The pig farm in Lety Warning of widespread Romany-phobia which often culminates in racist attacks, hate speech and even police harassment, the European Parliament has called for fresh efforts to integrate the Roma community. In its appeal for a full recognition of the Romany Holocaust, known as Porajmos, during the Second Word War, the report urges the Czech Republic to remove a pig farm on the site of a wartime Roma concentration camp in Lety, a village in central Bohemia. Milan Horáček is a MEP nominated by the German Greens.

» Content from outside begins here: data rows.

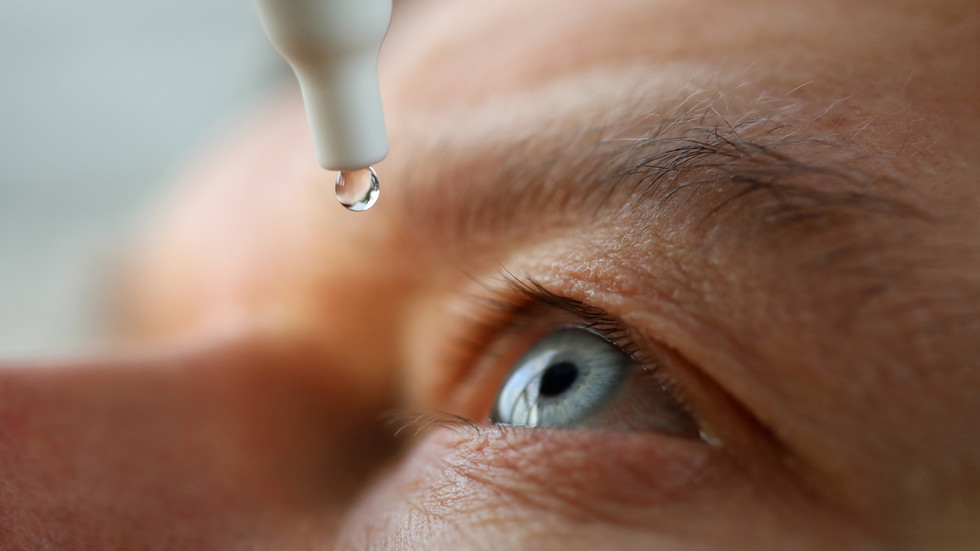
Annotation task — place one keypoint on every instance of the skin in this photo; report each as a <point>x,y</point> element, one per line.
<point>827,352</point>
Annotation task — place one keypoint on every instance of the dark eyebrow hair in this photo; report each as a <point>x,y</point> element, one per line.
<point>696,170</point>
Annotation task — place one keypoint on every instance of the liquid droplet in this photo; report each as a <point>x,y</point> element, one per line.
<point>358,189</point>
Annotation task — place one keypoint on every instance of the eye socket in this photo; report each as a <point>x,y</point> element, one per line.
<point>574,378</point>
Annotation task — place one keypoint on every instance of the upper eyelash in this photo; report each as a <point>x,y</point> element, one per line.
<point>507,306</point>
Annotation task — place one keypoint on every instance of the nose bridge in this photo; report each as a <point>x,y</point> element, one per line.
<point>231,437</point>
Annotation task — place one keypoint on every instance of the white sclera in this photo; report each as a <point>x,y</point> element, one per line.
<point>358,190</point>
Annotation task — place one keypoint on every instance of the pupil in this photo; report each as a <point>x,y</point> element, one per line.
<point>557,379</point>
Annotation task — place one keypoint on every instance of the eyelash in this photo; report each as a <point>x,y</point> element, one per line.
<point>506,309</point>
<point>520,300</point>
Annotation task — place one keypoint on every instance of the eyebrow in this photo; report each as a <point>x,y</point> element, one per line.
<point>754,177</point>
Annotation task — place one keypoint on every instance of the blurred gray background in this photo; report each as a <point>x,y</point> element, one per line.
<point>100,103</point>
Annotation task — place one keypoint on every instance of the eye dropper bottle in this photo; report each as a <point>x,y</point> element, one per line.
<point>333,46</point>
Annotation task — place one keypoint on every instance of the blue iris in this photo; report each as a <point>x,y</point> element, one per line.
<point>561,381</point>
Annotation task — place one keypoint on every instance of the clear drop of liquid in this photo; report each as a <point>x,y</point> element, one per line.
<point>358,189</point>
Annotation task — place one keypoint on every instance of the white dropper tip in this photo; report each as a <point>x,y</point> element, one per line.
<point>333,47</point>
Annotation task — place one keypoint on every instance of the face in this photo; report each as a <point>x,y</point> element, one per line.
<point>650,275</point>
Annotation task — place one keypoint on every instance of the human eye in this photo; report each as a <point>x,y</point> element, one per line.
<point>575,378</point>
<point>568,365</point>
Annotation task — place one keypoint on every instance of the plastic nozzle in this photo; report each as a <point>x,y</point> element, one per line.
<point>333,47</point>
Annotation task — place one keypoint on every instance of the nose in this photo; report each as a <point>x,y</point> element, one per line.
<point>225,444</point>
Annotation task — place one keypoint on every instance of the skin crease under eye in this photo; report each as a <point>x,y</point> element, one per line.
<point>844,391</point>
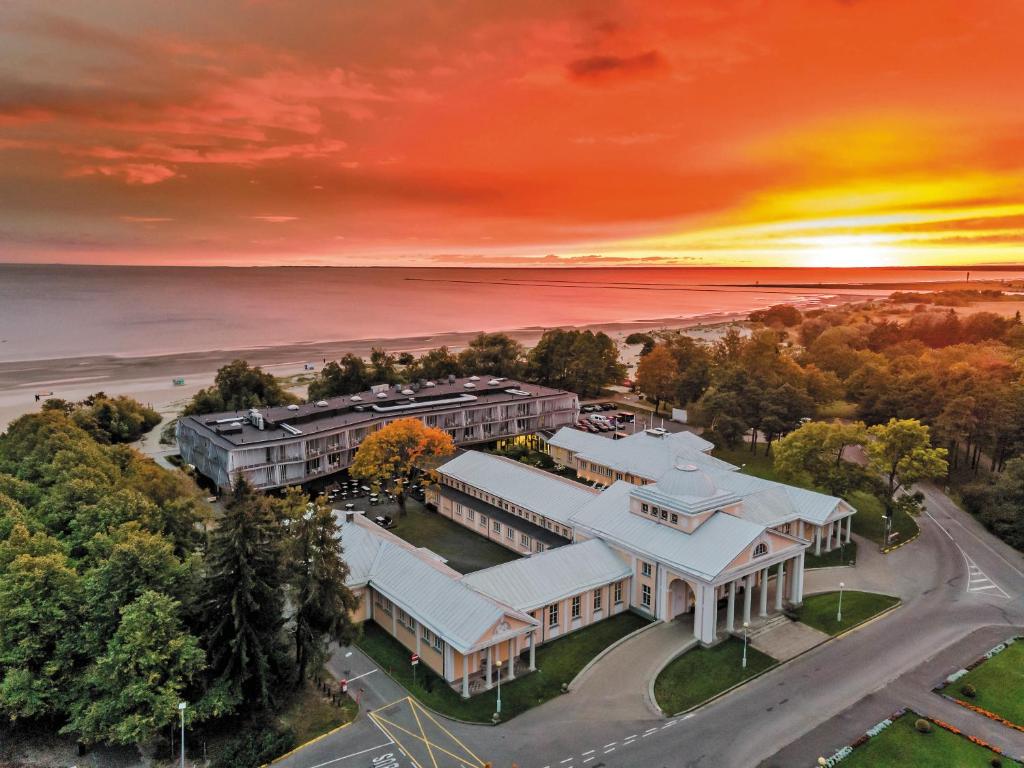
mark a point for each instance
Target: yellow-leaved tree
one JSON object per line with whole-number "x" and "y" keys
{"x": 388, "y": 456}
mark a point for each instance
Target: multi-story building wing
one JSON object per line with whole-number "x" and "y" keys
{"x": 292, "y": 444}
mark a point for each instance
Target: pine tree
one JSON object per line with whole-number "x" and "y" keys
{"x": 245, "y": 597}
{"x": 322, "y": 601}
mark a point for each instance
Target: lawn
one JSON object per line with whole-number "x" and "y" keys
{"x": 557, "y": 663}
{"x": 311, "y": 714}
{"x": 701, "y": 673}
{"x": 900, "y": 744}
{"x": 845, "y": 555}
{"x": 999, "y": 684}
{"x": 819, "y": 610}
{"x": 869, "y": 520}
{"x": 465, "y": 550}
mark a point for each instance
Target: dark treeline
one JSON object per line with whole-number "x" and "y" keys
{"x": 120, "y": 598}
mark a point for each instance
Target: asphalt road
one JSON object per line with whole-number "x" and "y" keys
{"x": 963, "y": 592}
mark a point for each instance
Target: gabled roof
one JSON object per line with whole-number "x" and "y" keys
{"x": 540, "y": 492}
{"x": 532, "y": 582}
{"x": 705, "y": 553}
{"x": 420, "y": 583}
{"x": 642, "y": 454}
{"x": 811, "y": 506}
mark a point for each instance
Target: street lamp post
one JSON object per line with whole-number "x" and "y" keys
{"x": 498, "y": 664}
{"x": 745, "y": 627}
{"x": 181, "y": 709}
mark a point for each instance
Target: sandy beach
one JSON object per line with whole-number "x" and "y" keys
{"x": 148, "y": 379}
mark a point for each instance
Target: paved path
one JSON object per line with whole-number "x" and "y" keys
{"x": 812, "y": 706}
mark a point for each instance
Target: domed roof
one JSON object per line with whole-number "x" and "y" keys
{"x": 687, "y": 481}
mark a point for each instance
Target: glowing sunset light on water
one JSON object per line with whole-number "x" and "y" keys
{"x": 805, "y": 133}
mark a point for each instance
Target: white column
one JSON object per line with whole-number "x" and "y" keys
{"x": 764, "y": 593}
{"x": 779, "y": 586}
{"x": 748, "y": 594}
{"x": 730, "y": 611}
{"x": 796, "y": 573}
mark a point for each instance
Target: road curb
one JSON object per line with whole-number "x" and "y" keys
{"x": 777, "y": 665}
{"x": 610, "y": 648}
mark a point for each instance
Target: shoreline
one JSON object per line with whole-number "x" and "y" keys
{"x": 148, "y": 378}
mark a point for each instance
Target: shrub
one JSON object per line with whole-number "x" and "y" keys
{"x": 253, "y": 748}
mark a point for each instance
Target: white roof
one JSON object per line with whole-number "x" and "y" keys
{"x": 705, "y": 553}
{"x": 642, "y": 454}
{"x": 811, "y": 506}
{"x": 536, "y": 489}
{"x": 543, "y": 579}
{"x": 419, "y": 582}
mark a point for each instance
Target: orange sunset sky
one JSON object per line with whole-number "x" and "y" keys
{"x": 798, "y": 132}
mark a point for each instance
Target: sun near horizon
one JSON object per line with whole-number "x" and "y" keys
{"x": 807, "y": 133}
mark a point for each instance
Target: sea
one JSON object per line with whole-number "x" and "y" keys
{"x": 55, "y": 311}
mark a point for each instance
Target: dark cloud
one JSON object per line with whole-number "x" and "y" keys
{"x": 605, "y": 67}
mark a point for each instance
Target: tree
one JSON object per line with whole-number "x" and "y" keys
{"x": 238, "y": 387}
{"x": 493, "y": 354}
{"x": 133, "y": 689}
{"x": 323, "y": 604}
{"x": 347, "y": 376}
{"x": 581, "y": 361}
{"x": 815, "y": 451}
{"x": 40, "y": 600}
{"x": 388, "y": 457}
{"x": 656, "y": 375}
{"x": 901, "y": 452}
{"x": 244, "y": 597}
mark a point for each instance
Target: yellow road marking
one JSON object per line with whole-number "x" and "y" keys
{"x": 450, "y": 733}
{"x": 460, "y": 758}
{"x": 419, "y": 724}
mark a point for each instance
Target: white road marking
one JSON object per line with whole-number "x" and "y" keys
{"x": 361, "y": 676}
{"x": 976, "y": 579}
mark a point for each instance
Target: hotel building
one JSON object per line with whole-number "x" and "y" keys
{"x": 293, "y": 444}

Milan Horáček “I know that various Czech governments have been dealing with the issue for some ten years or even longer. It is hard to believe that you can’t find a solution in all those years if you really want to do something. I am sure that the pig farm could be moved somewhere else, or closed. We don’t expect an overnight solution but the point is to find an acceptable solution a way of removing the farm in a decent and civilized manner. The situation there now is an embarrassment.”

The fact that the otherwise general resolution by the European Parliament specifically mentions only the Czech Republic as a country that should address the issue of the Romany holocaust has provoked a strong reaction from some Czech MEPs. Jan Zahradil, an MEP for the Civic Democrats, abstained in Thursday’s vote.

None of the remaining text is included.